In a decision that may curb the rise of financial penalties and property seizures in the U.S. criminal justice system, the Supreme Court on Wednesday for the first time ruled that the U.S. Constitution’s ban on “excess fines” applies to states as well as the federal government.
The nine justices ruled unanimously in favor of an Indiana man named Tyson Timbs who argued that police violated his rights by seizing his $42,000 Land Rover vehicle after he was convicted as a heroin dealer.
Justice Ruth Bader Ginsburg, back on the bench for a second straight day after undergoing lung cancer surgery in December, wrote the court’s opinion, which clarified the applicability of the “excessive fines” prohibition contained in the Constitution’s Eighth Amendment.

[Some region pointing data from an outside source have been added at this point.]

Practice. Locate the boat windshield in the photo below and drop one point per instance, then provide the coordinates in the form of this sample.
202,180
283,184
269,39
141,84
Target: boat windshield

“For good reason, the protection against excessive fines has been a constant shield throughout Anglo-American history. Exorbitant tolls undermine other constitutional liberties,” Ginsburg said in court as she announced the ruling.
The vehicle was taken in a process called civil asset forfeiture that permits police to seize and keep property involved in a crime.
The Eighth Amendment’s other two restrictions, forbidding cruel and unusual punishment and banning excessive bail, were previously declared to restrict state as well as federal authority.
When the Bill of Rights was ratified in 1791, it imposed limits only on the federal government. The Supreme Court has gradually ruled that most of its provisions also apply to the states. […]
Indiana argued that even if the ban on excessive fines applied to the states, the restriction should apply only to fines that a person has to pay, not to the seizure of property used to commit a crime.
“We disagree,” the Supreme Court said Wednesday, finding that the right is fundamental and deeply rooted in the justice system.
* Nina Totenberg at NPR…
[Ginsburg] noted that those fines could be used to retaliate against political enemies and have been used as a source of revenue.
The ruling effectively means states and local municipalities cannot use fines as a mechanism for raising revenue, something many local governments do.
* One more…
Thus, now the only rights enumerated in the Bill of Rights that are not incorporated through the Fourteenth Amendment to the states are: the Third Amendment prohibiting quartering of soldiers, Fifth Amendment right to a grand jury indictment in a criminal case; and the Seventh Amendment right to a jury trial in civil cases.